In this paper, the authors discusses some of the ethics problems in Big Tech and “how Big Tech has transformed ethics into a form of capital — a transactional object external to the organisation, one of the many ‘things’ contemporary capitalists must tame and procure”.

We talked about the difficulities in conducting ethical research that is funded by the body you are investigating, how this research is best able to bring about change and whether interventions that serve a captialistic interest are always harmful.

What difficulties appear as an ethics AI researcher?#

One of the attendees works on training PhD students in responsible innovation for AI. We discussed the tensions of trying to train responsible AI - it’s a mindset and not a checklist. There are inherent risks in framing it otherwise - what is ethical is influenced by political events, cultural beliefs, so many things and is not just a clipboard to run through at the end of a project.

So when people say that they have developed a checklist - how good can that be? And how can you create training that gives any guarantee of an ethical standard.

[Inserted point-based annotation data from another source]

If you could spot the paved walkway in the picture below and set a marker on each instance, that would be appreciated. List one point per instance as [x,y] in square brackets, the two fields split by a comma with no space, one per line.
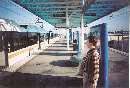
[53,69]
[53,61]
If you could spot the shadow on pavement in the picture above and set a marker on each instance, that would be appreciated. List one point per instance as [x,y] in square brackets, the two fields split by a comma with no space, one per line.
[27,80]
[57,53]
[64,63]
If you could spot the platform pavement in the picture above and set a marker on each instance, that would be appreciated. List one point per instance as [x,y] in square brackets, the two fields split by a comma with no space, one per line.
[52,69]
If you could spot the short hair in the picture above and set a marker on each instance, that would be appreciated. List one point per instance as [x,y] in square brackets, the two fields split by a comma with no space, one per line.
[93,40]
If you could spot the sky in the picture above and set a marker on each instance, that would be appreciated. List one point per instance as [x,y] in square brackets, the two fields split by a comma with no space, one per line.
[118,20]
[12,11]
[115,21]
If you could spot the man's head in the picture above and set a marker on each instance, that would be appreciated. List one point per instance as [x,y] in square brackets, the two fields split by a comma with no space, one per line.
[92,41]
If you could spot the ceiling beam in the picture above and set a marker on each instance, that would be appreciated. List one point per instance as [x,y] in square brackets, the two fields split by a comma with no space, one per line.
[75,10]
[51,3]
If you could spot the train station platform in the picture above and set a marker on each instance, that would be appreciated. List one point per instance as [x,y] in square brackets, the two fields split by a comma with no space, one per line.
[52,68]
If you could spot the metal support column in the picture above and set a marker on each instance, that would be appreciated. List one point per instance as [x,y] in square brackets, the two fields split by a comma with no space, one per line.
[67,28]
[104,52]
[82,29]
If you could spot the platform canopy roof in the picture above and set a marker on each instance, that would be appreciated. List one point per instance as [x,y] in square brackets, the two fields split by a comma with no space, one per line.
[54,11]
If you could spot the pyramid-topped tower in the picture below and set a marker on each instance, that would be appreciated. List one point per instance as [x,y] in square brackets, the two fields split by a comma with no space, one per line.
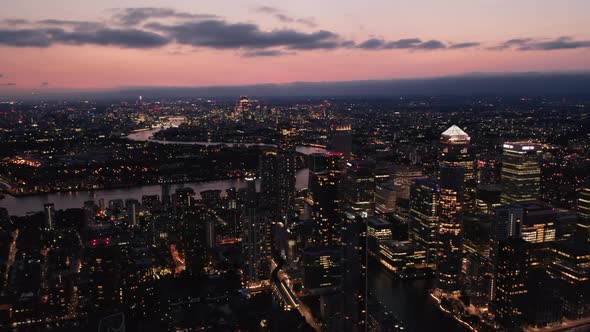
[454,135]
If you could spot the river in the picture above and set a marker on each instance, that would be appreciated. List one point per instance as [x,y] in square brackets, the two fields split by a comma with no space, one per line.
[408,299]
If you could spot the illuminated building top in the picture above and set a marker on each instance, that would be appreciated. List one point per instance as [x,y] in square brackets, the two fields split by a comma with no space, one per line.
[522,146]
[455,135]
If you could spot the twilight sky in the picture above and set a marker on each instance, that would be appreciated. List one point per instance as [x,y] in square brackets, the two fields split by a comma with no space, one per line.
[65,45]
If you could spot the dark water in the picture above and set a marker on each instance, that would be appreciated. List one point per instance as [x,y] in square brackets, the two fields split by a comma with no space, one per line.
[75,199]
[409,301]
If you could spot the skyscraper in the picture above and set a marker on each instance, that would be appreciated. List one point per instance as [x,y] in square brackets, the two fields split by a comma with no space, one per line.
[359,195]
[583,227]
[423,222]
[49,214]
[341,139]
[450,229]
[456,150]
[324,178]
[277,180]
[521,172]
[354,264]
[193,236]
[511,281]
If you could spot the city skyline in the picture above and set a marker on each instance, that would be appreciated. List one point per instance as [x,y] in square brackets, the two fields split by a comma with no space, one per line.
[101,46]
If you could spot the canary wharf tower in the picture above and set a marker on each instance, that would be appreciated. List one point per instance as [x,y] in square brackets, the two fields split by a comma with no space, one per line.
[456,150]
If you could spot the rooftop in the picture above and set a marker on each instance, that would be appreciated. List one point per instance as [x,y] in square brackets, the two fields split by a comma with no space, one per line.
[455,135]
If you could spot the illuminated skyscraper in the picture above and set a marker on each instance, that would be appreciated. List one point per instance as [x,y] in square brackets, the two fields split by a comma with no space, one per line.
[359,195]
[583,229]
[256,246]
[423,222]
[193,236]
[324,178]
[49,214]
[521,172]
[354,264]
[456,150]
[183,198]
[341,139]
[511,280]
[450,229]
[322,268]
[584,203]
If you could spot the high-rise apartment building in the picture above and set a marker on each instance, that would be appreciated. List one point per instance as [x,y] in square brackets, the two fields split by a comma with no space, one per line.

This discussion reminded some of us of carbon credits in the sense that you can “buy” good ethics with money instead of being good at ethics. In both cases, it brings about the question of: if you can afford to put money into this effort (be it environmental/ethical impact) when you weren’t doing something to negatively contribute (taking a flight somewhere/working on a project with military applications), why not avoid doing the negative action and still contribute? It almost feels like a guilt-tax to payoff to appeal to public opinion.

Often times a data scientist’s job is a lot about representing information, rather than evaluating it. Whilst part of that is using that representation to best understand it from your point of view, an equally important part is to represent the data in a way that supports the message you (or the client) want. When you’re trying to get a product out, if you have a vested interest, it makes it very hard to stay objective. (This is another great reason to bring reflexivity practices into data science!).

Its common for data scientists and mathematical people to see models as not harmful and neutral by default, because they are simply a representation of objectively measured data. It also seems common for people to throw their data into a black box which they don’t (and can’t) understand. Data scientists need to realise that there are consequences to the work that they do. Unless people are economically punished for unethical practices, where is the incentive for them to stop?

Are interventions/research that serve capitalist interests always bad/harmful?#

What are our assumptions about what is good/bad? Is working in a not-for-profit automatically good? What are we aiming for: in terms of interventions (e.g. regulation) or in terms of values (e.g. transparency).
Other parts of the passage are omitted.